Okay, so that picture may not be the most aptly suited to my argument, because it looks like a real pile up, but I just like the correlation between the large metal object not too dissimilar from a screw and the man's Frankenstein-esque expression and physique. Did he take that out of his neck to swing with?

But think of it this way. There's a reason why people don't have "Street-Rage" or "Walking-Rage" and it's because it's incredibly rude and, well, dangerous. Can you imagine being trapped behind a slow moving eldery couple on a narrow sidewalk, and instead of just waiting for your chance to pass shouting "BWAAAAAAAAAAAAAP, BWAAAAAAAAAAAP" as loud as you can until they "got the picture" and sped up? Can you imagine yourself bitching about how slow they're going loud enough for them to hear?
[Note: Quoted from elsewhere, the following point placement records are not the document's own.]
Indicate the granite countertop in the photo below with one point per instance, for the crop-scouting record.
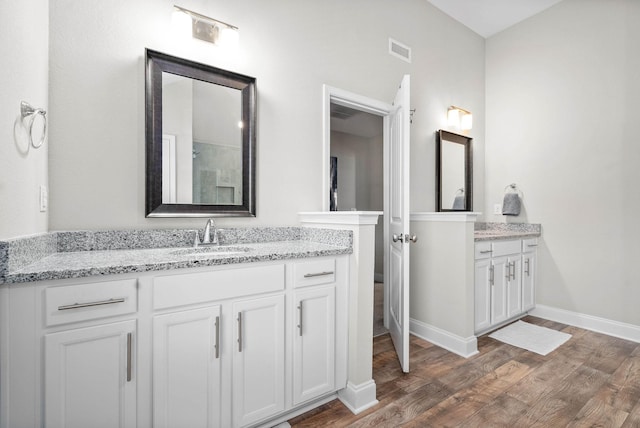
(505, 231)
(235, 248)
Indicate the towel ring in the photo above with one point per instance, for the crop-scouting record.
(27, 111)
(512, 188)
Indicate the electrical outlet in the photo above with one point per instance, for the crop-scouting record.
(44, 199)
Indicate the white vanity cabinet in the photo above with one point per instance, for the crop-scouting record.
(89, 371)
(314, 334)
(238, 345)
(504, 281)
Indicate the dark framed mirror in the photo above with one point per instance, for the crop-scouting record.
(454, 172)
(200, 139)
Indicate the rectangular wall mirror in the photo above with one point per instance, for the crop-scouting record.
(200, 139)
(454, 172)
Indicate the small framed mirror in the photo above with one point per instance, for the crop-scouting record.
(200, 139)
(454, 172)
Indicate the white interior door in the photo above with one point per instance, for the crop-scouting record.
(397, 218)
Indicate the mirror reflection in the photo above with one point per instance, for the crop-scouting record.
(200, 132)
(454, 187)
(202, 142)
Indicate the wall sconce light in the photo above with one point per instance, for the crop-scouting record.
(459, 118)
(204, 28)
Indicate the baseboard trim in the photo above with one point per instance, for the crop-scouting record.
(359, 398)
(589, 322)
(465, 347)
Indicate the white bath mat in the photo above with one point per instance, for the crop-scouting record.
(534, 338)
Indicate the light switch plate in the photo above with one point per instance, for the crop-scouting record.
(44, 199)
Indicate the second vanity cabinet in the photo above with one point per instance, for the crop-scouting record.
(226, 346)
(504, 281)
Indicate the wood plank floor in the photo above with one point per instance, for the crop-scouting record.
(593, 380)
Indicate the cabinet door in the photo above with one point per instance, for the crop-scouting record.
(483, 285)
(186, 369)
(529, 263)
(258, 359)
(499, 290)
(514, 287)
(89, 377)
(314, 344)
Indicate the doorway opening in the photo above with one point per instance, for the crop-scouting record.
(357, 181)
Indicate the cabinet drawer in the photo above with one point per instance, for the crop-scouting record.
(82, 302)
(193, 288)
(504, 248)
(483, 250)
(529, 245)
(314, 272)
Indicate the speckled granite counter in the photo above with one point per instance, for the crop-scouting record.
(61, 255)
(498, 231)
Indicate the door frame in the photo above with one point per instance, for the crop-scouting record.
(375, 107)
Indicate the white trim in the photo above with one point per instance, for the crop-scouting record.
(358, 398)
(589, 322)
(341, 217)
(461, 216)
(465, 347)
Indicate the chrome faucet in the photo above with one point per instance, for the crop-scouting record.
(209, 236)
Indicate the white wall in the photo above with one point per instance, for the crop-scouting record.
(562, 114)
(24, 34)
(292, 48)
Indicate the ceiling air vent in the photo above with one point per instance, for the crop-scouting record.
(399, 50)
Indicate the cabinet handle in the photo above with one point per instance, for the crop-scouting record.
(89, 304)
(491, 273)
(313, 275)
(300, 310)
(129, 352)
(239, 331)
(217, 345)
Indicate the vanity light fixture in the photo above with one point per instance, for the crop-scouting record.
(204, 28)
(459, 118)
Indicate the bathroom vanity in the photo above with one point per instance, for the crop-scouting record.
(240, 335)
(468, 278)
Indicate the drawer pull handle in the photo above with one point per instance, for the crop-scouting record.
(313, 275)
(88, 305)
(129, 351)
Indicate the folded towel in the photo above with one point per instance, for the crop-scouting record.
(511, 204)
(458, 202)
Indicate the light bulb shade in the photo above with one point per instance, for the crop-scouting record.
(466, 121)
(453, 117)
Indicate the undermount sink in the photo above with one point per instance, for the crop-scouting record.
(210, 251)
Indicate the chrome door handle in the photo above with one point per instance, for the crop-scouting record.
(129, 355)
(217, 343)
(239, 331)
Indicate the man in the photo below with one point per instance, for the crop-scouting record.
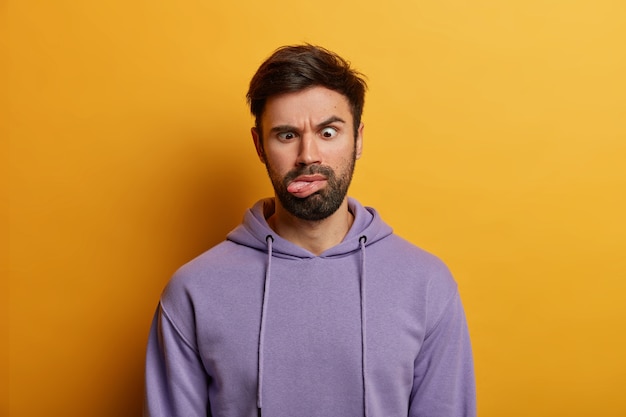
(312, 306)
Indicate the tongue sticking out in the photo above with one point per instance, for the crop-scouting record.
(304, 188)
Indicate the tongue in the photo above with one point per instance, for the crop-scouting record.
(298, 186)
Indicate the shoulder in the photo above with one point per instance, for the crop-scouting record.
(224, 268)
(415, 274)
(404, 257)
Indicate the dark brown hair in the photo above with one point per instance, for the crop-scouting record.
(298, 67)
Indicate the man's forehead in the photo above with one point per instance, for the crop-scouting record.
(314, 105)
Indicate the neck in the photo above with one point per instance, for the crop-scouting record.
(314, 236)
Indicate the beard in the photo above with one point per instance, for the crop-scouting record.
(320, 204)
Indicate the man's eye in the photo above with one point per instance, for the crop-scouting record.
(286, 135)
(329, 132)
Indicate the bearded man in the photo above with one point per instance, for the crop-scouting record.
(312, 307)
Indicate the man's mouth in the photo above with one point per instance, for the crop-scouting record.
(305, 185)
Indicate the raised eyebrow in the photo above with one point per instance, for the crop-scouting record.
(329, 121)
(283, 128)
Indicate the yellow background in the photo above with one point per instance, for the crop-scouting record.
(495, 137)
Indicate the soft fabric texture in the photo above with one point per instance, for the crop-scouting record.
(372, 327)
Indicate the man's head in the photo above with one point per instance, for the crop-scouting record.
(308, 102)
(295, 68)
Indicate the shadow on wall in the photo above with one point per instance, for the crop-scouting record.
(197, 201)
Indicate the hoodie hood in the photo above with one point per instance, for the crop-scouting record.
(367, 229)
(254, 231)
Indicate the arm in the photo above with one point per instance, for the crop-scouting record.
(176, 383)
(443, 382)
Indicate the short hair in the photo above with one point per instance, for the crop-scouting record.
(297, 67)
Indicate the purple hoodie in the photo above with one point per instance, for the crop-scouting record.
(257, 325)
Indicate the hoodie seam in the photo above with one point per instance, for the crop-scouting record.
(180, 334)
(444, 311)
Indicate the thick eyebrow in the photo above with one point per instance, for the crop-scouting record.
(289, 128)
(330, 120)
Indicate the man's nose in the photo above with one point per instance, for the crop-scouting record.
(309, 151)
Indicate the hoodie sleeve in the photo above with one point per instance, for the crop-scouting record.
(176, 384)
(443, 384)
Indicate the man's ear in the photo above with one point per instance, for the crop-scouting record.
(258, 143)
(359, 141)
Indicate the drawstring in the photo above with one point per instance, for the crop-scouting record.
(266, 291)
(362, 241)
(269, 240)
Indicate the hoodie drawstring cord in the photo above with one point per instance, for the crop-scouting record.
(266, 291)
(362, 241)
(269, 240)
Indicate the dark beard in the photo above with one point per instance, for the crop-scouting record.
(320, 204)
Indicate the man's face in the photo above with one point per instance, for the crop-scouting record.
(309, 150)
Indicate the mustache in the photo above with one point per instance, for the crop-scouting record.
(309, 170)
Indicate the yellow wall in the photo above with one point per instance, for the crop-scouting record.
(495, 137)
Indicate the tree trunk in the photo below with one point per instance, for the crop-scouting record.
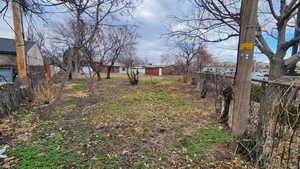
(70, 76)
(98, 76)
(266, 119)
(108, 72)
(242, 81)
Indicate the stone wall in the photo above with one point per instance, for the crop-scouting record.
(11, 97)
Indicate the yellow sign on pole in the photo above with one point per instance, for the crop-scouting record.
(246, 46)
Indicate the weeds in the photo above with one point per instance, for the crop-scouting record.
(206, 137)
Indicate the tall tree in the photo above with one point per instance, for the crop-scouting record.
(121, 38)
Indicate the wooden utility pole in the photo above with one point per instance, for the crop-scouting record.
(20, 51)
(242, 83)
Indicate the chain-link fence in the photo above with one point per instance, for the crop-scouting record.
(272, 139)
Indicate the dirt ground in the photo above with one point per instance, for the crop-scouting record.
(160, 123)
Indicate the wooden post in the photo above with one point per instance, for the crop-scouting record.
(20, 51)
(242, 83)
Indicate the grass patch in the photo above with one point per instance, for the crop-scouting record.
(149, 82)
(205, 137)
(42, 154)
(79, 85)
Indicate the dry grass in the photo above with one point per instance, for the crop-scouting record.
(151, 125)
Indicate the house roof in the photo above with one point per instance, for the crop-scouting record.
(8, 46)
(156, 66)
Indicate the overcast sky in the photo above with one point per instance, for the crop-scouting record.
(152, 17)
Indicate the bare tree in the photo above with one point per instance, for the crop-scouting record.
(88, 18)
(187, 53)
(121, 39)
(130, 60)
(219, 20)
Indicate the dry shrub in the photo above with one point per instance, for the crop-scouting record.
(44, 93)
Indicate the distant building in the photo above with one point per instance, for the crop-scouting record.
(8, 61)
(219, 68)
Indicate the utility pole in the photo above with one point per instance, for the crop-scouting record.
(242, 82)
(20, 51)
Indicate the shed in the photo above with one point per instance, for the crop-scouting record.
(8, 61)
(160, 70)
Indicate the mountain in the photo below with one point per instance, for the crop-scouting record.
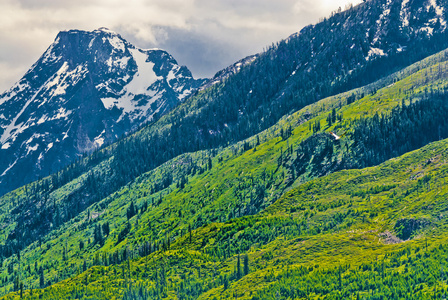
(242, 192)
(87, 90)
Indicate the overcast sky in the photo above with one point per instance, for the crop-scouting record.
(204, 35)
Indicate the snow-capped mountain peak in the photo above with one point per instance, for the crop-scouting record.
(87, 89)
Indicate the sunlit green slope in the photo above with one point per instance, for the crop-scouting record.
(255, 198)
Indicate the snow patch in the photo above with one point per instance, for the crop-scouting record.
(9, 168)
(139, 85)
(373, 52)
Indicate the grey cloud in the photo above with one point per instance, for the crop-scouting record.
(204, 35)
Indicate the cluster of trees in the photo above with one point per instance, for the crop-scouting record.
(407, 274)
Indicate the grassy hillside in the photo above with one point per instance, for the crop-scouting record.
(369, 232)
(254, 197)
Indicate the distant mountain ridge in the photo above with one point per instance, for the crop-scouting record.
(87, 89)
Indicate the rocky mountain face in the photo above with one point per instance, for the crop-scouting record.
(87, 90)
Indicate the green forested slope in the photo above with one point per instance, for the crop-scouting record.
(191, 217)
(285, 78)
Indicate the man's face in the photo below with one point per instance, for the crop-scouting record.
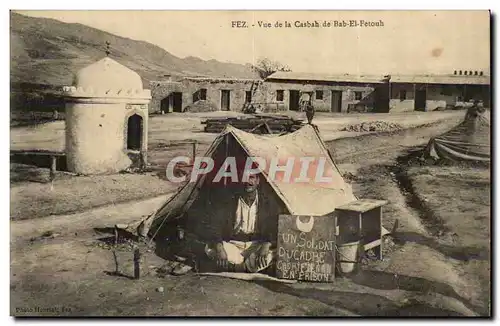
(252, 183)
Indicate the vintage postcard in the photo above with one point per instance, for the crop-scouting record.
(250, 163)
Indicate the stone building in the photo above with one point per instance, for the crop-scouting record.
(106, 119)
(328, 93)
(282, 91)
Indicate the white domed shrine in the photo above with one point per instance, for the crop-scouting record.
(106, 119)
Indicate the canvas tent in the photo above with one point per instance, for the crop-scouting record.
(305, 198)
(469, 141)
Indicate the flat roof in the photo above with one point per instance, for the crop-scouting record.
(442, 79)
(372, 79)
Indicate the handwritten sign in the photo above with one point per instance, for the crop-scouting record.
(306, 248)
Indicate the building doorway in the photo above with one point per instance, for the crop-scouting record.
(176, 101)
(420, 99)
(172, 103)
(134, 132)
(381, 101)
(225, 100)
(336, 101)
(294, 100)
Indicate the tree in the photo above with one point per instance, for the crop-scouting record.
(266, 67)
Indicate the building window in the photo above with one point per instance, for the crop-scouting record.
(280, 95)
(248, 97)
(402, 95)
(446, 91)
(200, 95)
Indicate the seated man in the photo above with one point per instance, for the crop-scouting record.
(237, 230)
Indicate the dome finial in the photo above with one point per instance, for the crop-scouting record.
(108, 52)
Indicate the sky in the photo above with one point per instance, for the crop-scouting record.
(409, 42)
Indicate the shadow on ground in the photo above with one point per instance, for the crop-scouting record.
(365, 304)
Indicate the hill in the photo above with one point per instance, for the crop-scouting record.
(48, 51)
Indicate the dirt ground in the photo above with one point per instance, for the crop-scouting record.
(434, 265)
(32, 195)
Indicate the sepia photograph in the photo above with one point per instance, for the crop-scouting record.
(255, 163)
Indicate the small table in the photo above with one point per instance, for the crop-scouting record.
(364, 218)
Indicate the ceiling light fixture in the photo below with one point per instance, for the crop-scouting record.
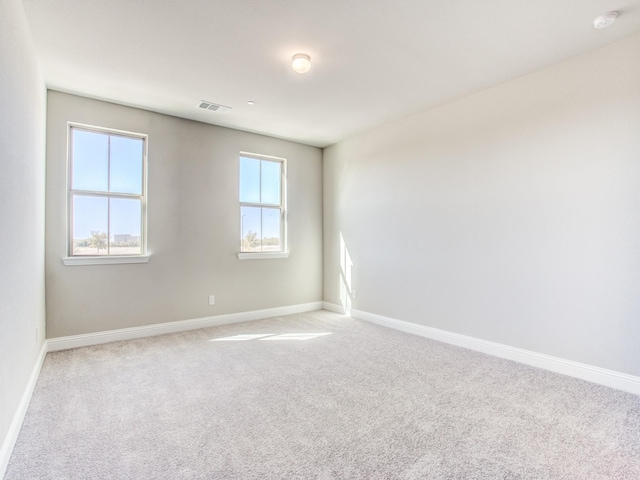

Can you imagine doing it behind a 6'5 guy named
Toenails whose left arm has been grafted on with bobby pins?

I don't see complaing or honking as a legitimate response to poor driving. For God's sake, driving's a lot faster than walking, shouldn't walking people be more in a hurry? When enclosed in the four walls of a car, where their words and narcissistic bitchings can't be heard by others, people gain a petty form of courage most call, well, cowardice. Road Rage tells more about the person driving than it does the abilities of the other car. It tells if they're easy to anger, it tells if they have no respect for the particulars of other people, (say, the other car could be new to the city and looking for a street #) and it tells, if there are others in the car with them, that they rather rudely consider bitchings about being slowed up 10 extra seconds more important than your conversation. The walking example is best, outside of the protection of the car you wouldn't act this way. Is this the face of the everyday human when given anonimity?

Honking is the funniest because it is so nondescript. When something tees you off you press a button that emits a loud noise. The pitch never changes. Sound never changes. Only the duration can be used to connotate anything, and even then - extremely long means "pissed off" and extremely short means "pissed off." It's kind of funny that two 'soft' ones in a row somehow implies a friendlier vibe.

Next time I'm behind some people walking slowly in the street I'm going to start onomatopoeically honking at them. They'd probably find it weird for some reason.

2 Comments:

Blogger Danny Smooth said...

The same thing goes for what i'm going to call Bike-rage.

When a cyclist is riding up in the sideWALK and rings his/her bell to get around the pedestrians and then acting all pissed off when I refuse to move.

Goddamn cyclists, the sidewalk is for walking not for you!

1:01 PM  
Blogger sandra the cheezygoof said...

the friendly double beep: that's my "the light's green buddy!"